Once we got home I would cuddle with him on the couch, tell him he was loved and safe and that it was okay he was upset, that we were home now just as he’d wanted, we’d just taken a different way to get there.

It took 7 months of doing this with him before he became okay with taking different ways home. Fast forward 5 years and I now have a son that is excited about random road trips, and looks forward to adventures where he’s not entirely certain where we’re even going. He still has some anxiety about it if it involves overnight, but if he knows he gets to come home for bed he’s all for day trips anywhere, and anyway to get there is totally fine with him.

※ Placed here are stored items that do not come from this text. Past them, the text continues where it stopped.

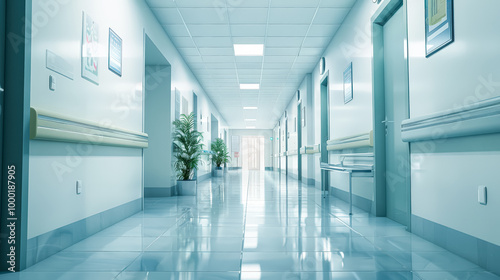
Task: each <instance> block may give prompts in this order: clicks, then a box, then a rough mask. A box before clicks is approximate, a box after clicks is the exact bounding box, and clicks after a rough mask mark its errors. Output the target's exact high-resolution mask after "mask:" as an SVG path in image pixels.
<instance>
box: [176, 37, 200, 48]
mask: <svg viewBox="0 0 500 280" xmlns="http://www.w3.org/2000/svg"><path fill="white" fill-rule="evenodd" d="M171 39H172V41H173V42H174V44H175V46H176V47H178V48H195V47H196V46H195V45H194V43H193V39H191V37H172V38H171Z"/></svg>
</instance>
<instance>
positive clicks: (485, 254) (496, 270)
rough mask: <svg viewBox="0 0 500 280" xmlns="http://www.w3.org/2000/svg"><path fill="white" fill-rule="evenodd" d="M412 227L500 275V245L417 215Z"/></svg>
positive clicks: (420, 236) (490, 271)
mask: <svg viewBox="0 0 500 280" xmlns="http://www.w3.org/2000/svg"><path fill="white" fill-rule="evenodd" d="M411 229H412V232H413V233H414V234H416V235H418V236H420V237H422V238H424V239H426V240H428V241H430V242H432V243H434V244H436V245H438V246H441V247H443V248H444V249H446V250H448V251H450V252H452V253H454V254H456V255H459V256H461V257H463V258H465V259H467V260H468V261H470V262H473V263H475V264H477V265H479V266H481V267H482V268H484V269H486V270H488V271H490V272H493V273H495V274H497V275H500V266H499V265H498V264H500V246H498V245H495V244H493V243H490V242H487V241H484V240H482V239H479V238H476V237H474V236H471V235H468V234H466V233H463V232H460V231H457V230H454V229H452V228H449V227H446V226H443V225H441V224H438V223H435V222H432V221H429V220H427V219H424V218H422V217H419V216H415V215H412V219H411Z"/></svg>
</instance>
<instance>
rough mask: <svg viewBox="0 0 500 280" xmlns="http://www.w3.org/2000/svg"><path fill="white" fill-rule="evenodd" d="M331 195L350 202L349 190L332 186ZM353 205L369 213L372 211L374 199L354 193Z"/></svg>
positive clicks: (353, 194) (353, 198) (353, 196)
mask: <svg viewBox="0 0 500 280" xmlns="http://www.w3.org/2000/svg"><path fill="white" fill-rule="evenodd" d="M330 193H331V195H333V196H335V197H338V198H340V199H342V200H343V201H345V202H349V192H346V191H344V190H341V189H337V188H334V187H330ZM352 206H355V207H358V208H359V209H362V210H364V211H366V212H368V213H371V212H372V201H371V200H369V199H366V198H364V197H361V196H358V195H355V194H353V195H352Z"/></svg>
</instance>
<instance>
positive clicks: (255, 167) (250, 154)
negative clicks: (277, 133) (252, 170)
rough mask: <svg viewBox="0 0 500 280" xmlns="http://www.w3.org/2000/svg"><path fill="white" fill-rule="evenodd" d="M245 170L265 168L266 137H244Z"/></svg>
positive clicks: (243, 150)
mask: <svg viewBox="0 0 500 280" xmlns="http://www.w3.org/2000/svg"><path fill="white" fill-rule="evenodd" d="M241 156H242V167H243V170H261V171H263V170H264V137H261V136H257V137H255V136H244V137H242V155H241Z"/></svg>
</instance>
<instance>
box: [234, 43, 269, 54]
mask: <svg viewBox="0 0 500 280" xmlns="http://www.w3.org/2000/svg"><path fill="white" fill-rule="evenodd" d="M234 55H236V56H264V45H263V44H234Z"/></svg>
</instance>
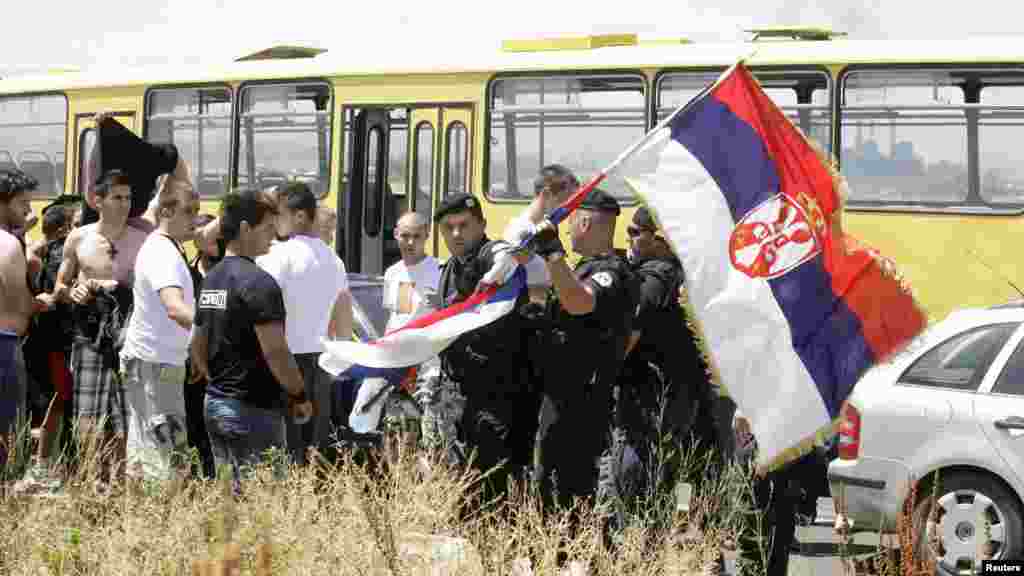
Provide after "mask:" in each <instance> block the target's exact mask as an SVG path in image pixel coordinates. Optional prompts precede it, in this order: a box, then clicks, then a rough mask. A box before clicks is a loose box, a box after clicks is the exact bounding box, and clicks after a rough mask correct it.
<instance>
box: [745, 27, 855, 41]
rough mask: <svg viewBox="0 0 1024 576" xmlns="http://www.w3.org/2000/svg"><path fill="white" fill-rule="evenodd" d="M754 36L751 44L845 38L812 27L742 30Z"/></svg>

Knowing that each of those heartbreaking trips taking all the different roads that lead to my home with him when he was younger have lead he and I to this level of comfort make them worth it, completely. I still do it randomly off and on to ensure there is no regression with his comfort in that type of change, and he’s fine each time. He’s got that much more freedom for soaring as an adult because I made sure he understood that all roads can lead to home.